Where there is an IPR for the private party and the data is not in national interest to be acquired, Government cannot force the IPR owner to give up the right and hand over the data. Any speculation in this regard is not backed by reason.
Presently IPR laws such as patent laws do have a “Compulsory licensing” clause and a similar provision may be made in the NPDGA. It would be backed with a due process as well.
Hence the criticisms of NPDGA (Proposed) is premature. We have discussed this issue at present only because people who donot understand the firewall between PDPA and NPDGA created by Anonymization are discussing “Consent for Anonymization”.
While it is possible for a Data Fiduciary to take consent for Anonymization along with the consent for use, in our opinion this is not necessary.
Anonymisation is a legitimate interest of the data fiduciary and does not require consent or explicit consent. Anonymisation itself is not a “use” and post anonymisation the data is no longer under PDPA.

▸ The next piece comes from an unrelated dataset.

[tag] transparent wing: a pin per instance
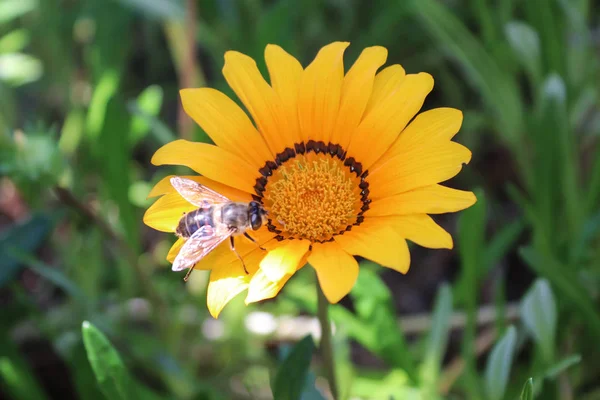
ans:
(202, 242)
(197, 194)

De-identification on the other hand is a technical process of in-process security and does not require specific consent.
Those data fiduciaries who donot want to anonymize and place the anonymized data in Government hands are welcome to keep the data in personal data form itself and delete it if the purpose of its collection is over. In such a case, as per the present PDPB or KGC report, the Government may not be able to force the personal data owning data fiduciary to anonymize and hand it over to the Government.